学生時代の稲川さんが西伊豆の海で体験した、恐ろしくも悲しい出来事とは……。
日本随一の語り手である稲川淳二さんの怪談を、ぜひテキストでじっくりとご堪能ください。
*2020年9月に公開した動画「鈴木光司『海の怪』刊行記念スペシャル対談 ゲスト:怪談家・稲川淳二」の一部内容を書き起こし、再編集しています。
(構成/よみタイ編集部)
西伊豆の海で起こされた声の正体は…
毎年夏になるとふっとね、思い出す話なんですがね、これもだいぶ昔の話になるんですよね。
私が学生時代なんですがね、学校の学生会が、西伊豆に海の家を開いたわけですね。夏の企画なんですが。で、そこへ私は参加したわけなんだ。
当時の西伊豆というのは今と違ってね、随分寂しかったですよ。
民宿に行きましたらね、そこのおばあちゃんになんだか気に入られちゃったの。もともとどうも私、子どもの頃からおじいちゃんやおばあちゃんに好かれるんですよ。
で、みんな食事だっていうと、広い座敷でもってね、テーブル並べて食べてるんですが、私は別の部屋でおばあちゃんと差し向かいで、おかずも多いんだ。
するとおばあちゃんが、
「あんたねえ、夜になって、そうだねえ、夜中2時半くらいに弁天岩行ってごらん。魚たくさん釣れるから。私が釣竿だとかさ、エサを用意しといてやるよ」
って言ったんですよ。
じゃあ行ってみようかなあと思って。夜に仲間3人起こして、4人で行ったんですよね。
浜へ出ると、まあ当時は、月が雲に隠れると真っ暗ですよ。ぽつんぽつんと、遠くに灯りが見えるっきり。
海の音が大きく聞こえるんですよね、ザー、ザザー、ザー、ザザーっと。で、4人が歩く砂の音。ザ、ザ、ザ、ザ。
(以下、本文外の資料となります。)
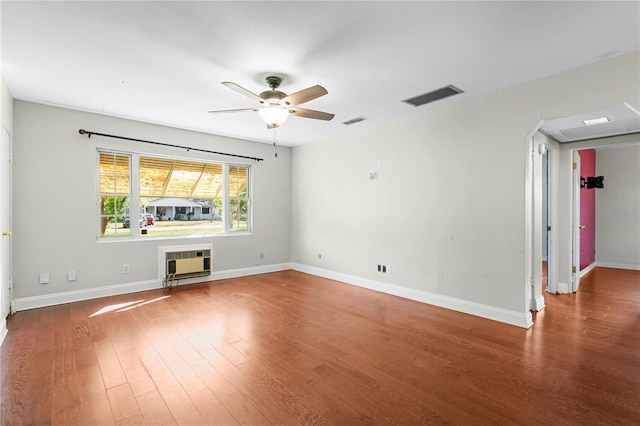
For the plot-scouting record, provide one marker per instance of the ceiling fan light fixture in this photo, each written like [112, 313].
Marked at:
[273, 115]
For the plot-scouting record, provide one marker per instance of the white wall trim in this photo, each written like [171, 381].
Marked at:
[33, 302]
[24, 303]
[518, 319]
[588, 269]
[618, 266]
[538, 303]
[244, 272]
[3, 330]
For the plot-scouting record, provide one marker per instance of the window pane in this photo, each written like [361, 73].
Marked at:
[114, 210]
[237, 181]
[184, 197]
[174, 178]
[239, 215]
[114, 173]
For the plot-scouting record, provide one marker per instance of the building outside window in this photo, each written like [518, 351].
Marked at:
[174, 197]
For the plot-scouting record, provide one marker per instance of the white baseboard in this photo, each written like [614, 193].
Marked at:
[519, 319]
[539, 303]
[588, 269]
[618, 265]
[245, 272]
[24, 303]
[3, 330]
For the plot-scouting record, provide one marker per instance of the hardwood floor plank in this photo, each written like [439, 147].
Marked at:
[123, 403]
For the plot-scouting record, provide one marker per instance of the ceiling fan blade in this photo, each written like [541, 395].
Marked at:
[304, 95]
[243, 91]
[310, 113]
[221, 111]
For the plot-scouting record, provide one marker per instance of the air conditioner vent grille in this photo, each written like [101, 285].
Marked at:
[435, 95]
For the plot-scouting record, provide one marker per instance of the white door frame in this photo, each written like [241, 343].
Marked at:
[6, 287]
[576, 225]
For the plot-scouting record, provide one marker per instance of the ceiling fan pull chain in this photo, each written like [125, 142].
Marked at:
[275, 141]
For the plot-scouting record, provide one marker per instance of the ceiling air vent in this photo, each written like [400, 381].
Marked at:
[436, 95]
[353, 121]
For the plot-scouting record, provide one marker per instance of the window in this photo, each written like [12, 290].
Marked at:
[115, 193]
[174, 197]
[238, 198]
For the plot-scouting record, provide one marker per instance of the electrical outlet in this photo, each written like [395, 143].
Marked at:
[384, 269]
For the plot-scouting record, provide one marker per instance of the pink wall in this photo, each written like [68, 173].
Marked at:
[587, 210]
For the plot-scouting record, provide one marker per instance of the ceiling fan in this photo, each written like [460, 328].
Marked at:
[276, 105]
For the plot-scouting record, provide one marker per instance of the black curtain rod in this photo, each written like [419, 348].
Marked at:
[87, 132]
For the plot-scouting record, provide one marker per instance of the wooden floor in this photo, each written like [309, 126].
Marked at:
[292, 349]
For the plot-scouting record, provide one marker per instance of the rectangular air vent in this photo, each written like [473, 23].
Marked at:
[353, 121]
[436, 95]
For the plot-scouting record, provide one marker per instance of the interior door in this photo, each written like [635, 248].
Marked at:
[587, 209]
[576, 228]
[5, 224]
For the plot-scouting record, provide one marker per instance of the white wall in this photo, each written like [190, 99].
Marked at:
[618, 207]
[55, 211]
[448, 209]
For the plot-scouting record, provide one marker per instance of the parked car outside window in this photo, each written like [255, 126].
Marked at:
[127, 222]
[151, 220]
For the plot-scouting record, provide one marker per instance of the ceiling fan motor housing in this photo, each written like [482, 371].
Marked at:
[272, 96]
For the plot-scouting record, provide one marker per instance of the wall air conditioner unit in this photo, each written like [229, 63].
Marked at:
[184, 262]
[188, 264]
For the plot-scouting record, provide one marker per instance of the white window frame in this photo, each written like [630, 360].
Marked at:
[134, 198]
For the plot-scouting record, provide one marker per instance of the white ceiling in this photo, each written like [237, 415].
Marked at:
[163, 62]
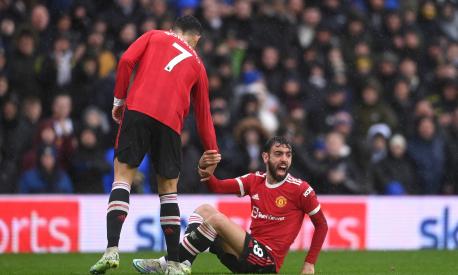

そしてまた月が雲からふっと現れると、あたりがうっすら青く照らされてるんですよね。
で、弁天岩に行ったんですよ。もう海は真っ暗で何にも見えないんですが、波がザバーっとぶち当たると、夜光虫がスーッと白く輝いて飛ぶんですよね。
一人だったら、おそらくちょっと怖いだろうなあ。
じゃあ、釣ろうかってみんなで釣り始めたの。
ところが一向に釣れないんですよね。
「おかしいぞ、釣れないぞ」と言っているうちに、一人が「なあ、悪いけどさあ、俺眠いから帰っていいかなあ」って言ったんですよ。
もう一人が「俺もなんだか帰ろうかな」って言うから、「何言ってんだよ、夏なんだからさあ、もう少しで明るくなってくるから」って言ったら、「そうかなあ」とか言っているうちにまた一人が「俺も帰っていいかなぁ」って言うんですよ。
で、3人が帰りたいって言うからね、私の竿も渡して、別に喧嘩したわけじゃないんだけど、3人が帰っていき、私一人で残ったわけだ。
岩場にごろんと仰向けで横になって、月が見えたり消えたりしているんですよね。
蚊もいないからね、別に問題ないし、気持ちのいい風が吹いているんですよね。
で、波がザバーンと打ち寄せている。
そうしているうちに眠っちゃったんですね。